Die geräumige Kammer ist für die meisten Nutzer ein großer Vorteil, besonders für alle, die vom Rauchen aufs Vaporisieren umsteigen. Mit bis zu 0,25 g Füllmenge liefert der Trippy 2 intensive, befriedigende Sessions, ohne das Gefühl, zu kurz gekommen zu sein – ein Gefühl, das den Umstieg oft begleitet. Wer weniger braucht, verkleinert die Kammer einfach mit dem zusätzlichen Glasfüller.
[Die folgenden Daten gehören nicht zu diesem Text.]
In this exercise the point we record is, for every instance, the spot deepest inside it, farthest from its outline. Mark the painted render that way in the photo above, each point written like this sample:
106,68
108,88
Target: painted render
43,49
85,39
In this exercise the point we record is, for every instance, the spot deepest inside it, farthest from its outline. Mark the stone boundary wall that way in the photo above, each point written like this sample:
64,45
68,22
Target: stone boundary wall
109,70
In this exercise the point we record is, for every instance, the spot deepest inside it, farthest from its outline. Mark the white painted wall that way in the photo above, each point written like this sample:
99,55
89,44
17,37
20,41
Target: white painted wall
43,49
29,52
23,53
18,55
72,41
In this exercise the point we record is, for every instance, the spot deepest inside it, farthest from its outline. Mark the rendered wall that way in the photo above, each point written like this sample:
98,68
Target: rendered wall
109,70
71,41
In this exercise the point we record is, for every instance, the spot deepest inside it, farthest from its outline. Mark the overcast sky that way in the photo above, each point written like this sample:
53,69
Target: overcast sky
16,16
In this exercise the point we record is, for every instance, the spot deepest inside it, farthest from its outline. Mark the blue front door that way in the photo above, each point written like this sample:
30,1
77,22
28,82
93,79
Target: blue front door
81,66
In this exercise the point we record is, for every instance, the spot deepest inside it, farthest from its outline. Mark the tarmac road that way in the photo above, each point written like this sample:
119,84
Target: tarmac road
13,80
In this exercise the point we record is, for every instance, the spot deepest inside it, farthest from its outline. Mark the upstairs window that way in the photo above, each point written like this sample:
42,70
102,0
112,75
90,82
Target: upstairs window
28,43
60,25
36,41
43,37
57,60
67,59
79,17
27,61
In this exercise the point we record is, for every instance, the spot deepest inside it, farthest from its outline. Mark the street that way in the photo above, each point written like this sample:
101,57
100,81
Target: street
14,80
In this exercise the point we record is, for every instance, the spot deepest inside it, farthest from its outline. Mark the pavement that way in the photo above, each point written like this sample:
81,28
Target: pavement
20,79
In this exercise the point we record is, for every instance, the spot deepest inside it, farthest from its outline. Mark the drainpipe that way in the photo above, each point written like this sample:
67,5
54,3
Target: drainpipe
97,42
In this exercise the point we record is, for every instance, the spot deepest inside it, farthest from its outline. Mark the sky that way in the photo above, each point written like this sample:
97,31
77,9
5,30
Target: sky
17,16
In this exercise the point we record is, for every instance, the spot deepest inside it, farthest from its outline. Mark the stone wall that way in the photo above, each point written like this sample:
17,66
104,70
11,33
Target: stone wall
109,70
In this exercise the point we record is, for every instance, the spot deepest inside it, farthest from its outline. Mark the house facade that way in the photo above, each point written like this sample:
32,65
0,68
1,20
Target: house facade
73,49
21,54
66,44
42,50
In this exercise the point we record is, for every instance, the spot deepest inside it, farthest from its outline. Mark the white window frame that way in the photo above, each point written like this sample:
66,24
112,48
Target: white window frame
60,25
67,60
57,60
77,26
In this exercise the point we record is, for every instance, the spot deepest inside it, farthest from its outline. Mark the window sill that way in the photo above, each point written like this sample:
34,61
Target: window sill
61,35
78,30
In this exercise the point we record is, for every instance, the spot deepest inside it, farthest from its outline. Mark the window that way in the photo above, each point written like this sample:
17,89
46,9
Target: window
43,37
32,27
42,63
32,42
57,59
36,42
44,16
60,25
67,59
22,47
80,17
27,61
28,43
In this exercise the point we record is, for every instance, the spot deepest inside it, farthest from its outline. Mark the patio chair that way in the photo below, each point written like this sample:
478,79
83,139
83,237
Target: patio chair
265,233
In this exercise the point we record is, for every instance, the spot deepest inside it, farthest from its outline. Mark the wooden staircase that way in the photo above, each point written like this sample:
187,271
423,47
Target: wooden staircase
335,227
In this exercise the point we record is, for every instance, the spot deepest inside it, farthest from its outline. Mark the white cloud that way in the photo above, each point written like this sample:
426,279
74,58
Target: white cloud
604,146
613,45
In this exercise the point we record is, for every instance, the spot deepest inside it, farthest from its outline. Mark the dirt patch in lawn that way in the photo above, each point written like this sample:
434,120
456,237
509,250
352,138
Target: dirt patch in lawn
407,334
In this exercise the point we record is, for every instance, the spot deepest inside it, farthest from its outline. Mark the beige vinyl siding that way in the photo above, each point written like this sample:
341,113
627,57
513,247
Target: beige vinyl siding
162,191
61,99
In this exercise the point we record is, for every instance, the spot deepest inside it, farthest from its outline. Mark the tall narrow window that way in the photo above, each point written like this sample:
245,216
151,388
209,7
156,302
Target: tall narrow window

Das unauffällige Äußere ist ein weiterer Pluspunkt. Der Trippy 2 zieht in der Öffentlichkeit keine Blicke auf sich, wodurch du ihn praktisch überall nutzen kannst. Das minimalistische, von der PAX-Serie inspirierte Design ist ästhetisch und elegant und verrät gleichzeitig nicht, wozu das Gerät dient. Dazu erlauben vier Farbvarianten, das Gerät dem eigenen Stil anzupassen.

Einfache und bequeme Reinigung ist beim Trippy 2 ebenfalls ein sehr wichtiger Vorteil. Der komplette Dampfweg lässt sich herausnehmen. Mit der Reinigung kommt selbst ein Einsteiger in wenigen Minuten klar!

Trippy 2 by High Labs – Tragbare Vaporizer - Vorteile und Mängel

Vorteile
  • Reiner Geschmack und hochwertige Dampferzeugung
  • Große Akkukapazität für lange Sitzungen ohne Unterbrechungen
  • Schnelles Aufladen verkürzt die Wartezeit
  • Optimale Temperatureinstellungen für zufriedenstellenden Dampf von der ersten Anwendung an
  • Einfaches Reinigungssystem für mühelose Pflege des Geräts
  • Einfache Bedienung mit nur zwei Tasten
  • Robuste Konstruktion für Haltbarkeit und Sicherheit im Alltag
  • Problemlose Nutzung ohne Notwendigkeit, das Kraut umzurühren
  • Keramik-Heizkammer für natürlichen Geschmack
  • Kompakte Größe und leichtes Design für einfache Tragbarkeit und Diskretion
  • Intuitives haptisches Feedback zeigt die Einsatzbereitschaft und das Ende der Sitzung an
  • Lange Garantie sorgt für Sicherheit beim Kauf
Nachteil
  • Kein Display zur Anzeige der genauen Temperatur
  • Begrenzte Anzahl an Temperatureinstellungen, keine vollständige Kontrolle möglich
  • Eingebauter Akku, nicht vom Nutzer austauschbar
  • Dampf kann bei längeren Sitzungen recht heiß sein und erfordert Eingewöhnung

Der Dampfweg aus Glas ist zwar ein großer Vorteil, birgt aber das Risiko eines Bruchs, wenn dir das Gerät herunterfällt. Glas ist ein sprödes Material, also lohnt sich etwas Vorsicht – bei einem Bruch musst du den gläsernen Dampfweg ersetzen.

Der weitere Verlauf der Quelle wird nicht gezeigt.